Thursday, December 1, 2016

Trump's Flag-Burning Comments: One Way to Set the Constitution Ablaze

President-Elect Trump has turned heads in more ways than one. During the election, he used Twitter as a social media platform to develop a connection with his supporters, and even now, he uses Twitter to convey his thoughts and opinions. His latest communiqué on Twitter (see below) has those both on the Left and Right worried about whether Trump will respect the Constitution.


Let's start off with a primer on the Constitution. For one, Trump can't revoke an American's citizenship simply because they burn an American flag. There's this not-so-new thing called the Fourteenth Amendment, which starts off by saying that "All persons born or naturalized in the United States, and subject to the jurisdiction thereof, are Citizens of the United States and the State wherein they reside." It's similar to the right of a speedy trial or a jury of one's peers: it can't be revoked because you're offended. The Constitution doesn't contain a right to not being offended, which was the whole point of the Supreme Court's ruling Texas v. Johnson (1989). The Supreme Court found that burning the flag is protected speech under the First Amendment. Even after Congress' attempt to make it illegal, the Supreme Court ruled yet again in United States v. Eichman (1990) that flag-burning is protected under the First Amendment, and that symbolic expression has been a part of the First Amendment. And let me point out that in both of these cases, conservative Justice Anton Scalia voted in favor of the constitutionality of flag burning, even in spite of his personal aversion towards flag burning.

Even if we go back to the tenuous idea of banning something simply because someone is offended, the burning of the flag itself is not offensive because you want to know what the Veterans of Foreign Wars consider the proper way to dispose of a flag? Burning it. So it can't be the action of setting the flag on fire that sets people off. What certain individuals find offensive about the burning of the American flag is the symbolism of burning the American flag in protest. In short, the flag is important because of the meaning ascribed to it. It is about national unity and pride, and thus represents the spirit of the nation.

Is burning the American flag the way I would go about protesting and criticizing America's policies? Personally, no. I have a blog to exercise my free speech and express my discontent with public policy because I find it to be a better form of expression. I also happen to find it to be a more profound form of patriotism than blind, unconditional patriotism. But some people feel they need to express their discontent in different ways, and it would hardly be a free society if we began silencing dissent. Republican Senator Mitch McConnell opines that burning the American flag is free speech, and that the United States has a "long tradition of protecting unpleasant speech." For those who are offended by flag burning because of symbolism, let's remember that what is by far more important than protecting a piece of fabric, even one imbued with cultural reverence, is protecting the values that the flag is supposed to represent: freedom, democracy, and the American way. Not only is it virtually impossible to erode national security by burning the American flag, but it does not violate anyone's rights because burning the flag does not violate others' safety, health, property, or involve intruding upon the private space of another individual.

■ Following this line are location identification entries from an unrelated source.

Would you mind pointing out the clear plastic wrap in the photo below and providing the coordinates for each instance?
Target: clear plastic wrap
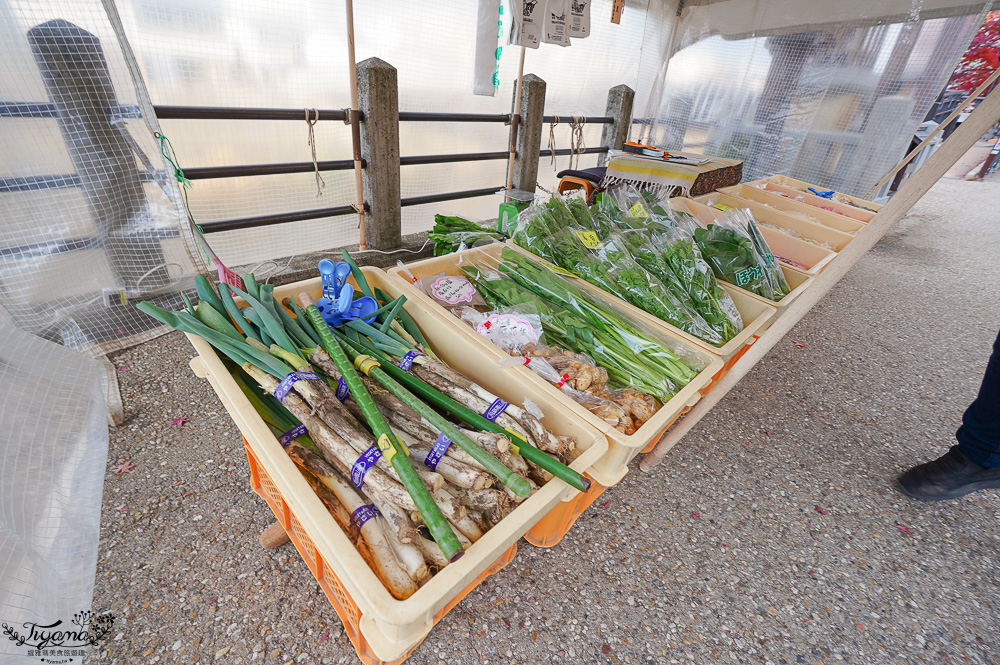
(593, 398)
(565, 233)
(739, 255)
(573, 318)
(510, 328)
(712, 301)
(450, 291)
(453, 234)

Let's bring it back to one of the motifs behind American ideals: if you're not hurting anyone, you have the right to do what you want with your property and live your life the way you want, even if others find it offensive. If we value what the flag stands for, then flag burning has to remain legal, in spite of adverse reactions to the flag being burned. After all, it is the freedom for which American soldiers fought over the years. Freedom of the press, freedom of speech, freedom of religion, freedom of protest, pornography, obscenity. These freedoms have offended Americans over time, and yet they are protected precisely because that protection not only prevents tyranny of the majority over the minority, but also represents the values we hold dear. A society would hardly be free if people are not allowed to challenge values, even if that challenge goes against societal norms. The right to burn the flag remains a litmus test of freedom of speech, and making it illegal could very well be the beginning of the Constitution going up in flames.